I don't remember how many seeds came up, but I did successfully start and transplant four sumac trees in the dryest, rockiest area of our yard. I planted them together in a little clump, thinking they'd look natural like that.
We have two types of sumac that grow in this part of Kentucky. A year or two after I'd planted our sumac trees, I realized that Keely had plucked seeds of both types, and our little sumac clump had trees of both types. I wouldn't have done that, had I known, but apparently they were growing together in the ditch where we got the seeds. Oh well!
A dozen years later, I have become pretty well acquainted with sumac. I enjoy the way it looks, especially in fall and winter when it has its red seedheads. I hope it's helping the birds in winter, but where the trees are located, I can't really watch. The seeds are all gone by spring, but I don't know if they have been eaten or they just fall off.
I don't like how the sumac constantly sends up shoots from its roots, making the lawn look messy. The shoots are easy enough to mow off, but they pop up all the time from May through August. (In fact, the easiest way to start a sumac tree is to dig up a root sucker rather than messing around with seeds.)

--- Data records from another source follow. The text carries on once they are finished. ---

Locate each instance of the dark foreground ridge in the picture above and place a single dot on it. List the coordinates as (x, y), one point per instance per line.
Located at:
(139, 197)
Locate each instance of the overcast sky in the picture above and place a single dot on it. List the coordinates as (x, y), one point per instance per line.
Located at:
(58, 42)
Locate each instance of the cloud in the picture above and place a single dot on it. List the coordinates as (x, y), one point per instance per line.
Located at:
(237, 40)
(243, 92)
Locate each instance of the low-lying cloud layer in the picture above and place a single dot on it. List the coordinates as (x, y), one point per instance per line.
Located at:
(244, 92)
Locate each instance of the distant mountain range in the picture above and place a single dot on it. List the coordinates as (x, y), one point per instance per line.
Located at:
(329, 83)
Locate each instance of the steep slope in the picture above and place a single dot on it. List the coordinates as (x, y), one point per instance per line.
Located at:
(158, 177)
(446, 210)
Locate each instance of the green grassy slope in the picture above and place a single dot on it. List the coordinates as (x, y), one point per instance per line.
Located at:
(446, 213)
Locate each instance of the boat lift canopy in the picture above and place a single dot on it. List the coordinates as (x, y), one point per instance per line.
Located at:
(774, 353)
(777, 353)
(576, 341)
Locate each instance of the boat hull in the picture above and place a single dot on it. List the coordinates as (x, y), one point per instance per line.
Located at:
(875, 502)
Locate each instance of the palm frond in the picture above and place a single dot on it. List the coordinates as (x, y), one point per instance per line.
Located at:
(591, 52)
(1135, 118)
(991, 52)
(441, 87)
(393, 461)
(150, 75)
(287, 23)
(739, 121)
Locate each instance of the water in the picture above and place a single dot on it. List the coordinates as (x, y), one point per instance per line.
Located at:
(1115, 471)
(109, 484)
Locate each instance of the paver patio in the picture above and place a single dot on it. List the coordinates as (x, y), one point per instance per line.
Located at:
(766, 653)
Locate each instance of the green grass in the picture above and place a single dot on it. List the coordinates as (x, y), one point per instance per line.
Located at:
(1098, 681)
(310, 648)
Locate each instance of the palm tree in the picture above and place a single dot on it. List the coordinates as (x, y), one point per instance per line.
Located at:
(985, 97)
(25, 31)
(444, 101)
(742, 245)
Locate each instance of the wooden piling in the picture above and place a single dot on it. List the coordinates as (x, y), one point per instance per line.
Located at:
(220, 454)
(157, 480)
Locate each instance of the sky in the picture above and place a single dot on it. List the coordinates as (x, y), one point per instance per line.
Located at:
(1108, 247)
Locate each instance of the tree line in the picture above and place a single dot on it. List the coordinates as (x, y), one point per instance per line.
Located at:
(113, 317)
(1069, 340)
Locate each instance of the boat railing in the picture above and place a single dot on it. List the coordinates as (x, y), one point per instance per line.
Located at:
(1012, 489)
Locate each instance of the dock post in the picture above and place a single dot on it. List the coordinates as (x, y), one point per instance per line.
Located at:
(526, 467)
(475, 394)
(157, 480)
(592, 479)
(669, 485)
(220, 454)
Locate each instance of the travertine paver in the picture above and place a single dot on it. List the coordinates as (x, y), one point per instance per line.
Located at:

The branches are extremely brittle, and it's easy to knock off a branch just by bending it a little too much with the lawn mower. They also break off in heavy snow or ice. This means that there are often sumac branches to drag off to the brush pile.
Would I plant it again? Oh, probably. I really do like its exotic look.
*Native Trees for Urban and Rural America* by Gary L. Hightshoe is no longer in print and I've never been able to locate a copy to buy. I eventually purchased a more comprehensive and even better manual by Gary L. Hightshoe: Native Trees, Shrubs, and Vines for Urban and Rural America. The copy I have was published by Van Nostrand Reinhold of New York in 1988 (ISBN 0-422-23274-8). I got it from Abebooks in like-new condition, and I paid $103 for it. It is the most expensive book I've ever bought for myself (except for textbooks), but I've never regretted it. It's a truly excellent reference.